(Pictured: Karen and Richard Carpenter with a Grammy, circa 1971.)
In 1944, Frank Pooler was a lovelorn teenager in Onalaska, Wisconsin, missing his sweetheart at Christmastime, so he wrote her a song. It didn’t help the romance, although 22 years later, Pooler’s students at Cal State Long Beach (where he directed the university choir) occasionally sang it. Two of his students, Karen and Richard Carpenter, had a band that played parties, and they were looking for new material for their Christmas gigs. Pooler suggested that Richard write new music for his old lyrics, which he did. The revised “Merry Christmas Darling” became part of the band’s regular setlist, sung by Karen.
By 1970, the Carpenters were a national success. “Close to You” had done a month at #1 in the summer of 1970, and the time seemed right for a Carpenters Christmas record. So Richard Carpenter worked up an orchestra arrangement of “Merry Christmas Darling” (which featured an improvised saxophone solo by Bob Messenger, who would play on most of the Carpenters’ hits). It was so different from the version that Pooler knew that when he first heard it on the radio, he didn’t recognize it as his song.
“Merry Christmas Darling” was released on November 20, 1970, and it became an instant hit, going to #1 on Billboard‘s Christmas singles chart. Many stations charted it locally: it went to #1 in Hilo, Hawaii, then in Pittsburgh and Columbus, and was a Top-10 hit in several other cities, at about the same time the Carpenters’ “We’ve Only Just Begun” was in heavy rotations everywhere. It went to #1 on Billboard‘s Christmas singles chart in 1971 and 1973, and also charted in 1972 and 1983. “Merry Christmas Darling” did not appear on an album until 1978, when Karen recut her vocal for A Christmas Portrait. The 1978 version is the one you’re more likely to hear nowadays; a couple of iffy sources say Karen thought she was pitched too low on the 1970 recording. Both versions are pretty great, however, and it’s hard to hear much difference.
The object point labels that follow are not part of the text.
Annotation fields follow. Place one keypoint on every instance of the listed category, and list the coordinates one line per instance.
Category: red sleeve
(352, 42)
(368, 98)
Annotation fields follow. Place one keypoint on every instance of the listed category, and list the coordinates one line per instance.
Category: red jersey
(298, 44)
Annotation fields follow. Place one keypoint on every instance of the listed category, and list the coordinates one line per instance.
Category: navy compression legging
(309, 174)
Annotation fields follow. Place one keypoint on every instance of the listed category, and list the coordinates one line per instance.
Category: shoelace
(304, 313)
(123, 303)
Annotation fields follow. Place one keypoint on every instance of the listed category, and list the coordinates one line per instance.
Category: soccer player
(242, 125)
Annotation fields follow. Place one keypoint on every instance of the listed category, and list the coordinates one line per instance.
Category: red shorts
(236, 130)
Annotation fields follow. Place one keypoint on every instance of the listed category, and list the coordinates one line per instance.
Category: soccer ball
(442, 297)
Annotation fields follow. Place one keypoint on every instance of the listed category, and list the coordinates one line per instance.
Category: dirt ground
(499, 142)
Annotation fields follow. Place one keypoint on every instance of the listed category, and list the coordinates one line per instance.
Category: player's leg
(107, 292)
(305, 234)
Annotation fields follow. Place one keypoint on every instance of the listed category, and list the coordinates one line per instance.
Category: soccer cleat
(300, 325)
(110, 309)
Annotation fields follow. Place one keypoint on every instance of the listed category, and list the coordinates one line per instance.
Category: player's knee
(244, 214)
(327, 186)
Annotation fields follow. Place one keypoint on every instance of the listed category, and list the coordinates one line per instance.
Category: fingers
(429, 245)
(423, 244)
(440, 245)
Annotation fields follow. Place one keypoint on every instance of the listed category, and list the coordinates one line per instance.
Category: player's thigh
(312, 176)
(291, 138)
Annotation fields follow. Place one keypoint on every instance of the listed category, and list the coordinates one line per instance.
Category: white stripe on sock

Some radio stations playing “Merry Christmas Darling” in December 1970 were on another new Christmas song at the same time. José Feliciano had first come to prominence in the summer of 1968 with an acoustic version of the Doors’ “Light My Fire” (which is a completely different take on the original and in some ways superior to it). In October, he sang “The Star-Spangled Banner” before a World Series game, an introspective acoustic performance that many people considered disrespectful. Some fans at the game booed him, and afterward, there were calls for him to be deported. (Since he’s Puerto Rican, he would have been deported to . . . the United States.) It was the first time most people had heard a personalized rendition of the National Anthem, but it would not be the last. It opened the way for others, from Jimi Hendrix to Marvin Gaye to Roseanne, and many more.
Two years later, Feliciano was working up a Christmas album, and at the suggestion of his producer, he wrote a new song. He worried about measuring up to Irving Berlin and other Christmas-song writers, so he decided to play to his strengths, writing in a Puerto Rican style, using traditional instruments and Spanish lyrics. The finished recording, “Feliz Navidad,” had only about 20 words, but its joyful simplicity caught on fast. It appeared on a handful of radio surveys in 1970 and was #5 at KIMN in Denver. Oddly, “Feliz Navidad” never appeared on Billboard‘s Christmas singles chart in 1970, or in any other year, until it made the adult-contemporary chart during the 1997 Christmas season. (It’s back on the Hot 100 this year, one of many Christmas songs from the distant past that are hits again thanks to easy streaming and downloading.) The Feliz Navidad album made Billboard‘s Christmas album chart once, in 1973.
There is a plausible argument that after a half-century of annual airplay, nobody really needs to hear either “Merry Christmas Darling” or “Feliz Navidad” again. You can’t really fault people whose reaction to either one of them is to dial-punch or skip. But there’s an equally plausible argument that Christmas would not be Christmas without them. Like the other popular songs of the season, they take us to places we remember, places we are eager to visit. They’ve done it before, and they’ll do it again, probably until the end of time.
This year is also the 50th anniversary of Donny Hathaway’s “This Christmas.” I won’t be writing about it here, but since somebody already did it better, that’s no great loss.